Books have seen steady sales throughout the pandemic — and not just for use in Zoom backgrounds.
The pandemic has presented challenges for all industries to varying degrees. But book publishing, an industry that faced challenges in the years before COVID-19, had a banner year from a sales standpoint.
According to the New York Post, book publishing had its largest sales figures in a decade.
To add to the rosy outlook, industry experts project book publishing to grow 2% over the next five years. The outlook for book publishing is brighter than it has been in recent memory, and not just because of the pandemic.
The forecast is so positive that Penguin Random House CEO Markus Dohle told the Atlantic Council we’re in a golden age for book publishing. In the interview, Dohle claims that “books are seeing their biggest renaissance since Johannes Gutenberg invented the printing press.”
Dohle’s positive projection is backed up by the numbers.
As the New York Post notes, sales of print books saw 8.2% year-over-year growth in 2020. The young adult segment was strong, growing 23% in non-fiction and 11% in fiction. Titles from these segments occupied more than half of the titles on the top-10 sellers list. Adult nonfiction books grew 4.8% year-over-year led by Random House’s publishing Barrack Obama’s memoir, A Promised Land. The first of two volumes from the former president sold nearly 2.6 million copies in 2020.
Other political titles that were top sellers included Sean Hannity’s Life Free or Die and Mary Trump’s Too Much and Never Enough.
But the success of the book segments goes beyond political turbulence.
Dohle cites social distancing and digital fatigue as key factors behind the success of book sales. With people forced to stay home, books provide some much-needed escapism from the stress of the current moment, in a way similar to magazines.
Furthermore, books provide a chance to deal with digital fatigue, get away from screens and read without a barrage of notifications. Our lives and interactions have never been more mediated through screens.
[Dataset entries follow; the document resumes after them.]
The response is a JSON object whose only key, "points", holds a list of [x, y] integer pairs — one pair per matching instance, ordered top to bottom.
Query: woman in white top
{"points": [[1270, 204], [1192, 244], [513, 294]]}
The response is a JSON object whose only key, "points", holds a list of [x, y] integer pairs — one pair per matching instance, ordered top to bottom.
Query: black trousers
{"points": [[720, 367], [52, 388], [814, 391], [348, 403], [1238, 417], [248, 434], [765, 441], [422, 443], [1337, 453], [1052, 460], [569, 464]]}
As such, the experience of reading a print book is an increasingly novel and unique experience.
In this sense, E-books and audio book sales aren’t a concern for Dohle. While they continue to nibble into the print market, they can’t provide the same experience as print.
Dohle also sees other forms of media contributing towards the increasing popularity of books. The saturation of untrustworthy news outlets, particularly on social media, and the proliferation of this content has led towards people seeking the more factual “deep dive” that books provide.
The pandemic and its effects played a key role in boosting book sales. At the same time, longer trends like social media have also helped books rebound.
While the book outlook is encouraging, challenges remain.
There has never been a larger group of literate readers. But the money spent on recreational reading is in decline. Americans in 2019 spent 33 times more on “nontext diversions” such as television and Netflix than they did on books and recreational reading.
While the industry faces familiar challenges, there is something to be said about how the segment has succeeded throughout the pandemic.
Is it the best time for books in almost 600 years?
Time will tell.
But the segment’s recent success paints an undoubtedly rosy picture of potentially historic proportions.